Availability of long-term growth capital threatens MSB expansion plans

GAPS in the funding ladder could be preventing medium-sized businesses in the West Midlands from realising their growth ambitions, according to a new report.

The report, compiled by the CBI and accountancy and BDO, says that while bank lending has improved, together with the flow of invoice finance facilities and peer-to-peer lending, for many businesses these are predominantly short-term funding options and the availability of long-term growth capital remains a barrier.

The report – Stepping up: fixing the funding ladder for MSBs – concludes more than half of MSBs are finding it hard to access a loan for longer than five years.

The CBI and BDO have therefore recommended ways the Government can offer tax incentives and encourage long-term debt and equity investments to help growing firms realise their full potential.

Mid-market firms in the West Midlands represent just 2% of all companies in the region, yet they are responsible for 20% of revenues and 21% of the regional workforce, according to CBI research.

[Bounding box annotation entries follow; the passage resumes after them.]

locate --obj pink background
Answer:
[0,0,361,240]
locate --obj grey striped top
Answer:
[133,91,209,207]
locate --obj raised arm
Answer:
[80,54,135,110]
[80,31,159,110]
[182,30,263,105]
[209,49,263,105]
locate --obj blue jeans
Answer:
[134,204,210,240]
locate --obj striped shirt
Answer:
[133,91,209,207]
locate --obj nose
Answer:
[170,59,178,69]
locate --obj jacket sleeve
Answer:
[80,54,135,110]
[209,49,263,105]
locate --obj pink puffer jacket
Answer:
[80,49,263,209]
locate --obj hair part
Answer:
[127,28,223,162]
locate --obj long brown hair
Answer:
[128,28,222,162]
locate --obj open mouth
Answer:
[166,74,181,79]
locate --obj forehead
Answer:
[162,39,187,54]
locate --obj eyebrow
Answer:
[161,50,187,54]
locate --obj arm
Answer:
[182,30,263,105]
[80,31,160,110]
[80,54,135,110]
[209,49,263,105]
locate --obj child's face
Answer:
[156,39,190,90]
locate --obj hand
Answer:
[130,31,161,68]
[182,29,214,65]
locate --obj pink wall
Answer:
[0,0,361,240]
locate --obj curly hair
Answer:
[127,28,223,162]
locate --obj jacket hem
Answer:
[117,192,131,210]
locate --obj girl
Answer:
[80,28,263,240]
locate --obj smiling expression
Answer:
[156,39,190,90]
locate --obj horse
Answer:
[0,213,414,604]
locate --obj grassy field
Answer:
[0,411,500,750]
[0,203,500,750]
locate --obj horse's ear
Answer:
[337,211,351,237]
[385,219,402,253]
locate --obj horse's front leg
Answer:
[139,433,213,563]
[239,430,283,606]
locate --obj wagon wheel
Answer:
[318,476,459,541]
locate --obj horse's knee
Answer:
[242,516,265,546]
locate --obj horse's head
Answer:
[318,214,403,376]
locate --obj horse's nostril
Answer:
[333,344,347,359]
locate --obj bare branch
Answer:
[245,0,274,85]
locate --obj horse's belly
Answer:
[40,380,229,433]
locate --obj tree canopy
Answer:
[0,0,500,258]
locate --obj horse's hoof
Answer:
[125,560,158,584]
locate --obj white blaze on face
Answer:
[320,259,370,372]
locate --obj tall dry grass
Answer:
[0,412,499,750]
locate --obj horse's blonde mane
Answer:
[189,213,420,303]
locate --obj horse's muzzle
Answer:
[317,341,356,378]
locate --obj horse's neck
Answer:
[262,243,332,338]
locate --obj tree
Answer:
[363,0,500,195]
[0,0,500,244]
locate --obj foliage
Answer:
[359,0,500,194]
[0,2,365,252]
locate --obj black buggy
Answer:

It is suggested as many as 70% of these businesses are planning to grow in the next year.

Richard Butler, CBI Regional Director in the West Midlands, said: “Building up a British ‘Mittelstand’ of successful medium-sized businesses is mission critical to our economic future.

“A key part of unlocking their enormous potential is for the Government to fix the funding ladder, filling in the gaps in the supply of long-term finance that the Midlands’ brightest growing firms need to succeed.”

John Stephan, partner at BDO in BirminghamJohn Stephan, mergers and acquisitions partner at BDO in Birmingham (left), said: “Medium-sized firms lack diversity in long-term funding sources; yet it is the mid-market that is fundamental to creating a balanced and sustainable economy.

“Those scaling up are often investing in innovation, new markets and in boosting their production capacity, all of which needed to be funded with long-term capital. We are not trying to reinvent the wheel. Instead we’re suggesting an innovative adaptation of existing channels.”

The CBI and BDO have called on the Government to create new Long Term Lending Trusts (LTLT), which would extend tax incentives to investors that are willing to commit to providing long-term debt for at least five years – a similar way to the Venture Capital Trust scheme.

They are also recommending changes to the way the Enterprise Finance Guarantee works by rewarding lenders for providing longer-term loans, allowing AIM-listed companies to raise more capital from existing investors without the need to produce a prospectus, and an investigation into the Government’s ‘Business Tax Road Map’ to discover where it can boost the use of equity finance by growing businesses.